Long-distance swimmer Jim Dreyer, who calls himself “The Shark,” waded into Lake St. Clair near the Michigan-Canada border on Monday to begin what he hopes will be a 22-mile success story — all while hauling a ton of bricks.

The soon-to-be-50-year-old plans to come ashore 30 hours later on Tuesday afternoon at Detroit’s Belle Isle to greet fans, well-wishers and representatives of Habitat for Humanity, the charity that inspired Dreyer to undertake his latest swim.

A 22-mile swim across Lake St. Clair is like a dip in the water for a guy who has direct crossings of all five Great Lakes under his swim belt. So to make it interesting, Dreyer is pulling two dinghies filled with 334 bricks. And he’s swimming solo without a support boat.

At a weight of six pounds per brick, the motivational speaker from Byron Center, Mich., is towing more than 2,000 pounds behind him. Dreyer calls it his “train of pain.”

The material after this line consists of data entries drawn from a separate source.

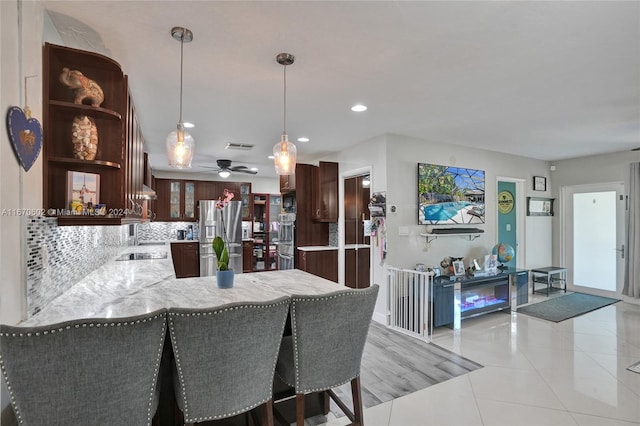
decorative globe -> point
(504, 252)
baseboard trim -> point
(381, 318)
(7, 418)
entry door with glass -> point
(594, 237)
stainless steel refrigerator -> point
(226, 223)
(286, 240)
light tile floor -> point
(535, 372)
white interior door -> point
(594, 238)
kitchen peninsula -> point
(119, 289)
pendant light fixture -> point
(180, 144)
(284, 152)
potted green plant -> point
(224, 275)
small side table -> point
(549, 276)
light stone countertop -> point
(124, 288)
(317, 248)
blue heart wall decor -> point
(25, 135)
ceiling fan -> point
(225, 169)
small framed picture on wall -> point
(539, 183)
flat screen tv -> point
(450, 195)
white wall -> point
(21, 35)
(370, 154)
(588, 170)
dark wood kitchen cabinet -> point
(325, 198)
(357, 267)
(178, 198)
(323, 263)
(357, 254)
(308, 231)
(287, 183)
(186, 259)
(118, 160)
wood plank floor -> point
(394, 365)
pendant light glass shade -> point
(284, 152)
(180, 144)
(284, 156)
(180, 147)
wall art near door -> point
(539, 206)
(450, 195)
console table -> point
(548, 276)
(458, 297)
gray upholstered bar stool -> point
(84, 372)
(325, 349)
(225, 358)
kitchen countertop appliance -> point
(286, 240)
(225, 223)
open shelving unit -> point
(119, 157)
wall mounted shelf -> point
(89, 163)
(89, 220)
(432, 237)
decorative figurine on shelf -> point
(85, 88)
(84, 136)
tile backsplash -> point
(60, 256)
(164, 231)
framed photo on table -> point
(458, 267)
(83, 188)
(539, 183)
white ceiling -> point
(548, 80)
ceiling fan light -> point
(284, 156)
(180, 154)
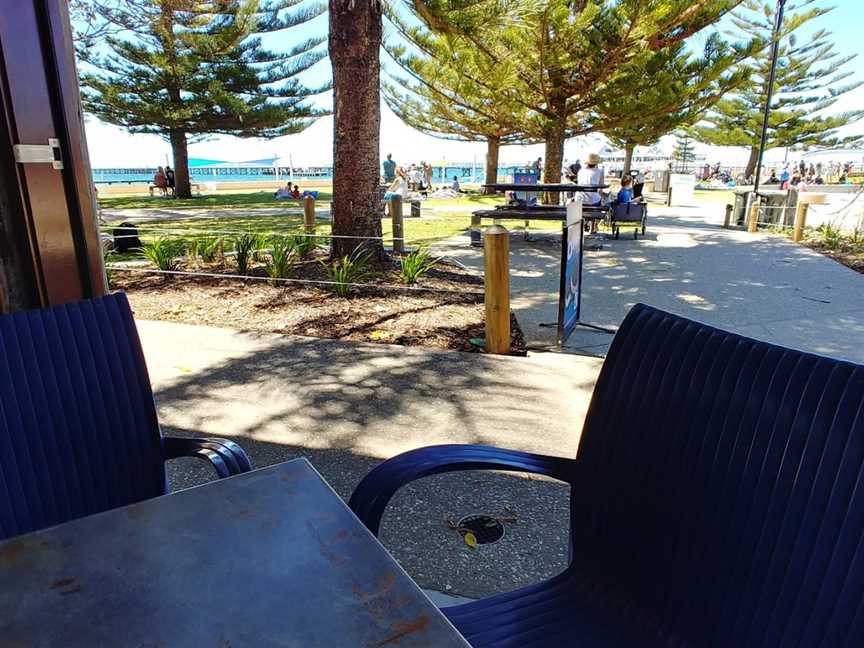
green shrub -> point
(282, 254)
(163, 253)
(832, 237)
(209, 248)
(244, 250)
(416, 264)
(304, 245)
(348, 270)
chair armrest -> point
(372, 494)
(226, 457)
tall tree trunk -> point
(493, 145)
(628, 158)
(554, 159)
(354, 42)
(751, 162)
(180, 151)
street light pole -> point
(775, 52)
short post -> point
(398, 226)
(754, 215)
(800, 220)
(496, 257)
(309, 214)
(476, 231)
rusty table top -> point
(271, 557)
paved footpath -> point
(348, 406)
(760, 285)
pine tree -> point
(356, 32)
(566, 54)
(190, 68)
(811, 76)
(670, 90)
(451, 91)
(684, 153)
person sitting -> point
(398, 187)
(160, 180)
(625, 194)
(592, 175)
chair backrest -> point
(78, 428)
(721, 488)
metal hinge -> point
(40, 153)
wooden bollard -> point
(754, 216)
(496, 257)
(800, 220)
(309, 214)
(805, 199)
(398, 225)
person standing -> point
(592, 175)
(169, 179)
(784, 177)
(536, 167)
(389, 169)
(427, 175)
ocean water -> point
(439, 175)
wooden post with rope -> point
(309, 214)
(496, 257)
(398, 225)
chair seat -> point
(564, 611)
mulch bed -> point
(385, 314)
(850, 257)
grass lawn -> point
(234, 200)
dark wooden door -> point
(50, 204)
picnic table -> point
(528, 213)
(269, 557)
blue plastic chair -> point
(78, 428)
(717, 499)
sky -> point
(110, 146)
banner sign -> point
(570, 298)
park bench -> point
(716, 499)
(633, 214)
(79, 434)
(194, 187)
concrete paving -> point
(760, 285)
(348, 406)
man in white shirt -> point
(591, 174)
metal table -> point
(271, 557)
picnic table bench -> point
(194, 186)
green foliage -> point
(304, 245)
(183, 68)
(349, 269)
(567, 62)
(245, 246)
(281, 258)
(832, 237)
(163, 253)
(811, 77)
(416, 264)
(684, 154)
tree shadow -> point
(345, 407)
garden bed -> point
(846, 250)
(385, 313)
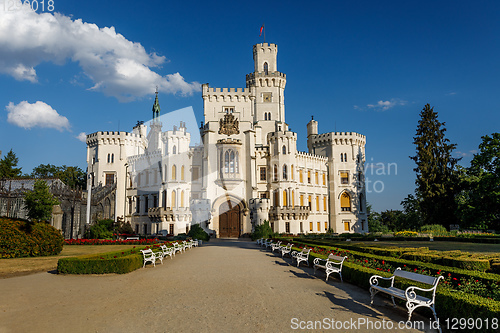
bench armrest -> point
(374, 279)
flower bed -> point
(111, 242)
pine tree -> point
(39, 202)
(436, 170)
(8, 166)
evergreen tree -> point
(39, 202)
(8, 166)
(436, 175)
(479, 201)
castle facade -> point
(246, 170)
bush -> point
(24, 239)
(262, 231)
(119, 262)
(197, 232)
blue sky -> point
(363, 66)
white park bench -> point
(333, 264)
(177, 247)
(410, 295)
(150, 256)
(286, 250)
(276, 246)
(167, 251)
(301, 256)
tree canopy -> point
(8, 166)
(39, 202)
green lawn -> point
(23, 266)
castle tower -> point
(269, 87)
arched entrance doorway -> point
(229, 219)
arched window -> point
(231, 162)
(236, 163)
(226, 162)
(345, 202)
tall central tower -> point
(269, 86)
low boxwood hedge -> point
(119, 262)
(449, 303)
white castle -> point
(246, 170)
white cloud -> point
(118, 67)
(38, 114)
(82, 137)
(386, 105)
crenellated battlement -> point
(339, 138)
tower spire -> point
(156, 106)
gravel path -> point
(223, 286)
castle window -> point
(110, 179)
(263, 173)
(345, 202)
(194, 174)
(347, 225)
(231, 162)
(344, 178)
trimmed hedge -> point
(119, 262)
(456, 259)
(449, 303)
(24, 239)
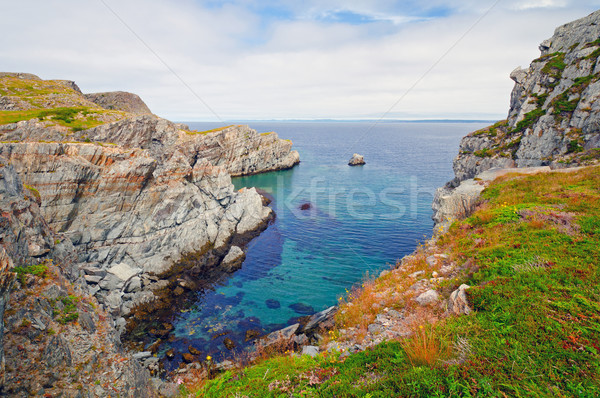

After his crew of three loaded up the dinghies with bricks, food, drink and other essentials for the trip Monday morning, Dreyer waded into the waters off the Clinton River Boat Club in Clay Township near Algonac.

He donned his wetsuit, took a group photo, and the crew affixed the dinghies to Dreyer’s ankles. He then looked in the distance, gazing at the Renaissance Center towers that comprise General Motors’ headquarters.

“Next stop, Detroit,” he said, before hitting the water to the delight of the onlookers who had gathered to see him get started.

Dreyer is swimming with a GPS tracking device that will post his position online. It also comes equipped with a messaging system that allows him to communicate with the outside world.

At the touch of a button, Dreyer can send out three pre-programmed messages. One lets his crew know he’s OK. A second tells them he’s not and to send a boat to his position. A third shows that he’s in a life-threatening situation and requires immediate assistance from the Coast Guard.

Dreyer has been preparing since October, doing strength training, completing 20-mile swims and at one point towing a 6,000-pound boat in the water.

“I’m confident that if anyone on this planet can do this, it’s me,” he said with a smile.

The holder of a number of world records for endurance swimming, Dreyer said he expects to set one this time around for longest distance swimming while towing a ton of bricks – a record that doesn’t currently exist.

“Nobody has ever pulled a ton of bricks any distance,” he said. “Pretty surprising, right?”